The effects of household mold and what you can do about it.

Experts have estimated that more than half of all American homes have a mold problem. Mold can lead to numerous health problems, as well as causing damage to your home if it’s left for too long. Therefore, identifying and removing mold as quickly as possible is essential. Some cases may require professionals who can remove the mold, find the cause of mold growth, and apply treatments to prevent it from returning. Quite often there are plenty of steps you can take yourself to keep moisture levels under control and out of your home.


What causes mold?


Understanding why mold grows is key to being able to prevent it from growing in your home. Mold, specifically black mold, needs moisture to grow. This can be in the form of high humidity levels in your home, moisture on the ceiling after a shower, or water getting into the home from outside. Mold also thrives in the dark and will continue to grow the longer it’s left. This means that if you have a broken roof, leaking pipes, or a lot of condensation on windows, you can expect mold to follow soon after if the problem isn’t resolved.


The health effects of mold


28% of people have a genetic susceptibility to mold-related health issues, meaning you’re more likely to become ill if there’s mold growing in your home. Even without a genetic susceptibility, mold is responsible for making many people feel unwell in several different ways. According to the Institute of Medicine, exposure to indoor mold is linked to upper respiratory problems, wheezing and coughing in people who are usually healthy. Mold often makes asthma worse and can lead to severe reactions such as lung infections. Black mold also triggers allergy-like symptoms and headaches, and causes fatigue. Less commonly known is that mold can trigger and exacerbate mental health conditions and has been linked to brain fog, anxiety, depression, insomnia and difficulty concentrating.


Who is most susceptible?


The health impacts of mold in the home vary widely and affect people in different ways, even if they live in the same home together. Research shows that the elderly, children and people with pre-existing conditions are affected the worst by mold growth. In particular, people living with respiratory issues are often significantly affected. Some people are allergic to mold and can be healthy and then suddenly feel very unwell when mold grows. This is rare, and symptoms and intensity of a mold allergy can vary, but it’s still possible. Ultimately, anyone can be affected by mold, so even if you’re not susceptible to its health effects it’s still essential to remove it.


Damage to your property


As mold requires moisture to grow, it can indicate that there’s a bigger problem going on. You may find that your roof needs replacing as it’s letting moisture in. In cases like this, mold can actually help you to identify a problem with your property that you may not otherwise find as quickly. However, mold can also be responsible for causing damage to your property. For example, if it’s left growing for too long, it can damage the surface it's living on, depending on how porous it is. Drywall and carpets are prone to mold growth and can become ruined if the mold is left to take over. This can result in costly repairs and replacements, and can even mean your home becomes structurally unsafe.

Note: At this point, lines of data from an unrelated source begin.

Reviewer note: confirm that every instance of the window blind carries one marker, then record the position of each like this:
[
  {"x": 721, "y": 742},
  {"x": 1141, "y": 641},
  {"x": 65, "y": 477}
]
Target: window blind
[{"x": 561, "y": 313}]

Managing condensation and humidity levels


Condensation occurs when humid air meets a cold surface, such as windows. This type of mold growth is the most common and, fortunately, isn’t usually dangerous. In most cases, you can wipe the mold away, ideally with a cleaner specifically for mold, and you may need to replace sealants that have gone moldy, as it can be difficult to remove mold from them. This type of mold, called Cladosporium, is only usually a problem if it’s on drywall or left for a long time. High humidity levels mean there’s a lot of moisture in the air, offering mold spores a perfect environment to grow. Mold from high humidity levels often grows in poorly ventilated areas, such as closets, bathrooms, basements and in empty properties. Using a dehumidifier or an air conditioner unit will help to control humidity levels, as they draw the moisture out of the air. An extractor fan in the bathroom and kitchen will also help with this, along with opening windows to improve ventilation.


When to call in a professional


If you know or suspect that there’s a leak in your roof or windows that could be letting water into the home, it’s time to call a professional. While cleaning the water and mold can be done by yourself, the problem needs to be addressed or it will be a never-ending cycle. Similarly, if you suspect there’s a plumbing problem, such as leaky bathroom pipes, call in a plumber who can find the problem and fix it. Professionals know how to limit the amount of moisture that gets into your home whilst they’re fixing the issue, helping you to avoid further mold growth problems. When you have mold growth and don’t know what’s causing it or it’s been left and has become a big problem, a professional will be needed. They can identify the cause, remove it, and treat any problem areas to prevent mold from growing in those areas again. They can also measure moisture levels to help find any other potential problem areas before they show themselves.


Mold growth in the home can lead to various health problems, both physical and psychological, as well as expensive structural issues and repairs. It’s essential that the cause of the mold growth is identified and fixed as soon as possible, as well as the mold itself being removed and treated if needed. The sooner mold problems are dealt with, the easier they are to rectify and the less damage they can cause.